Abstract: Background: The cecum of the chicken gut may be susceptible to pathogens because it is readily colonized by microbes. The lower segment of the gut is also the primary tissue that permits the invasion of microorganisms from the external environment and the cloaca. Mucins, which are composed of glycoproteins, play significant roles in forming the barrier against infection on the mucosal surface. Objective: The aim of this study was to determine the differences in the mucosal barrier of the lower segment of the gut between Indonesian naked neck chickens and normal feathered chickens. Methodology: The lower segments of the gut (rectum, colon and cecal tonsil) of Indonesian indigenous naked neck chickens and normal chickens were collected. The expression of the mucin 2 gene in the gut mucosa was analyzed by reverse-transcription-polymerase chain reaction (RT-PCR). The localization and molecular sizes of the mucosal glycoproteins were analyzed by Western blot. Wheat Germ Agglutinin (WGA) and jacalin lectins were used for Western blot analysis. Results: The mucin 2 gene was expressed in the mucosal gut of the rectum, colon and cecal tonsil in both naked neck chickens and normal chickens. Western blot analysis showed a single band for both WGA and jacalin from the mucosal gut of the rectum, colon and cecal tonsil in both naked neck chickens and normal chickens. Conclusion: These results suggest that the mucin 2 gene and glycoproteins containing WGA and jacalin positive sugars cover the surface of mucosal gut in both naked neck chickens and normal chickens, most likely to form a mucosa barrier.
INTRODUCTION
In general, mucosal barrier systems are composed of mucus, epithelial cell junctions and leukocyte activity. These systems play an important role in preventing infection of mucosal tissues. Mucins form a physical barrier and act as adhesion decoys to invading agents1 and they may prevent pathogen penetrance by inhibiting bacterial adhesion to the mucosal epithelium2. Mucins either have direct antimicrobial activity or carry other antimicrobial molecules3. Cell-surface mucins may also initiate intracellular signaling in response to bacteria and they thus have both a barrier and reporting function on the apical surface of mucosal epithelial cells1. If microorganisms cross an epithelial barrier and begin to replicate in the mucosal tissues, phagocytic cells, such as monocytes or macrophages or polymorphonuclear leukocytes (PMNs) recognize, ingest and destroy them4,5. Thus, it is important to identify the mechanisms by which mucin is synthesized and epithelial tight junctions are formed in the oviduct to prevent infection of this organ and contamination of eggs by pathogens.

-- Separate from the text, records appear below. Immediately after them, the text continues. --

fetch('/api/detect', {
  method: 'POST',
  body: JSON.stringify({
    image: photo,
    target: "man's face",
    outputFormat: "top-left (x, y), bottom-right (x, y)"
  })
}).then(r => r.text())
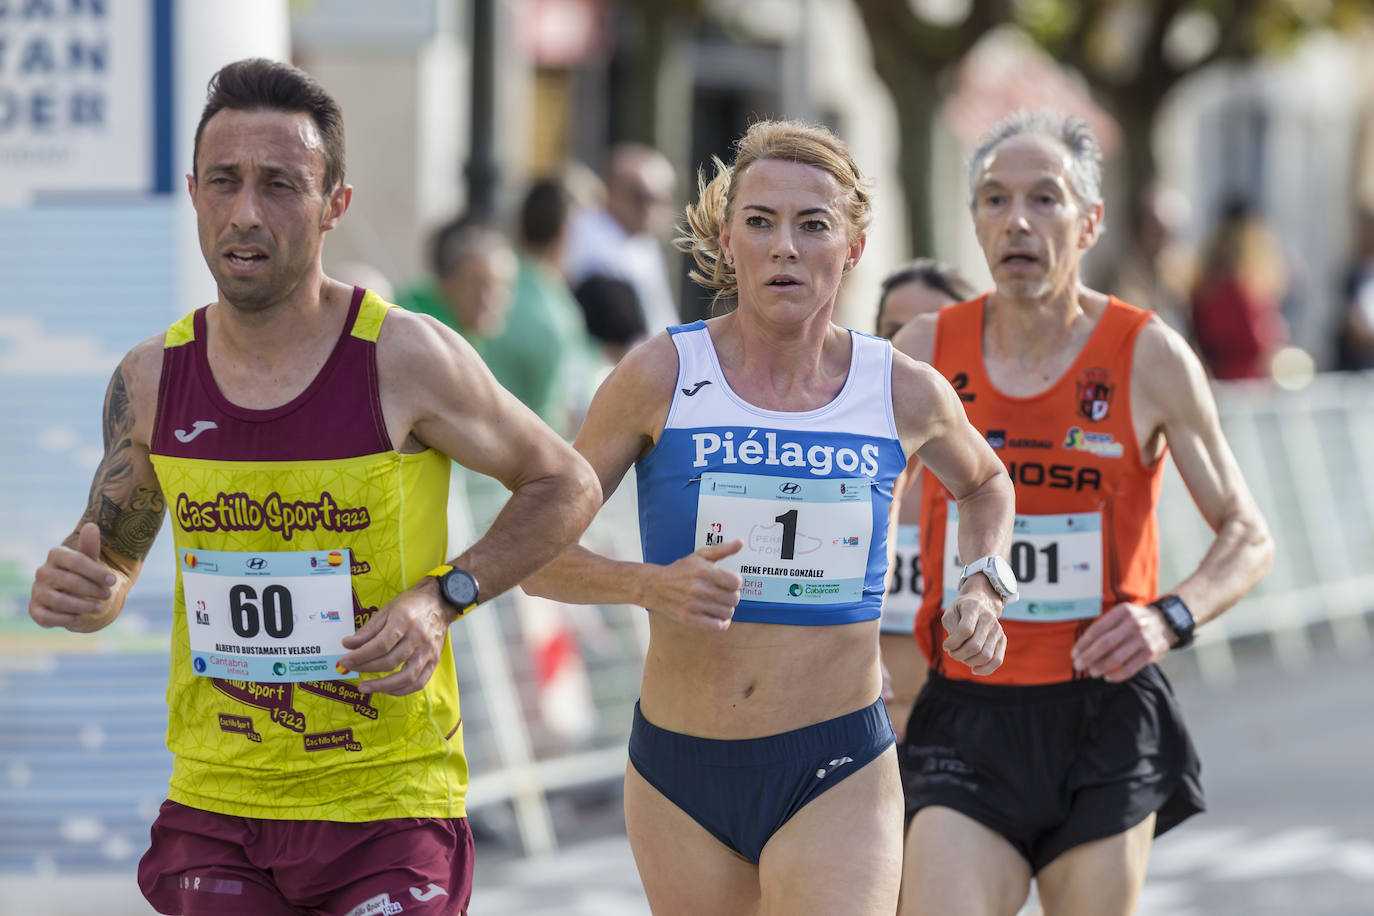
top-left (440, 247), bottom-right (516, 339)
top-left (608, 159), bottom-right (675, 237)
top-left (877, 281), bottom-right (955, 340)
top-left (188, 108), bottom-right (348, 311)
top-left (970, 133), bottom-right (1099, 304)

Glycoprotein sugar residues can be identified and characterized using specific lectins. Lectins bind to a specific glycoprotein sugar residue with high affinity. The WGA, a lectin from wheat germ agglutinin (Triticum vulgaris), binds specifically to N-acetylglucosamine (GlcNAc) and N-acetylneuraminic acid (sialic acid). Jacalin lectin, the major protein from jackfruit (Artocarpus heterophyllus) seeds, shows highly specific binding to galactose (Gal) and N-acetylgalactosamine (GalNAc)6-8.
Reports of mucin glycoprotein expression in Indonesian naked neck chickens and normal feathered chickens are very limited. Therefore, the aim of this study was to determine the differences in mucosal-barrier formation in the lower segment of the gut between Indonesian naked neck chickens and normal feathered chickens.
MATERIALS AND METHODS
Experimental birds: Indonesian native naked neck chickens and normal feathered chickens of relatively uniform age and weight were used in this study. Each chicken was assigned to a breed according to feather distribution. The lower segments of the gut (rectum, colon and cecal tonsil) were collected from each bird. The expression of the mucin 2 gene in the gut mucosa was analyzed by reverse-transcription Polymerase Chain Reaction (PCR). The localization and molecular size of the mucosal glycoproteins were analyzed by SDS-PAGE and Western blot. The WGA and jacalin lectins were used for Western blot analysis.
PCR analysis for expression of mucins: Quantitative reverse-transcription PCR analysis was performed as described previously9. Briefly, total RNA was extracted from the mucosal tissues of the ileum using Sepasol RNA I super (Nacalai Tesque Inc., Kyoto, Japan). The extracted total RNA samples were dissolved in TE buffer (10 mM tris, pH 8.0 with 1 mM EDTA). They were treated with 1 U of RQ1 RNase-free DNase (Promega Co., Madison, WI) on a PTC-100 programmable thermal controller (MJ Research Inc., Waltham, MA) at 37°C for 45 min and 65°C for 10 min. The concentration of RNA in each sample was measured using Gene Quant Pro (Amersham Pharmacia Biotech, Cambridge, UK).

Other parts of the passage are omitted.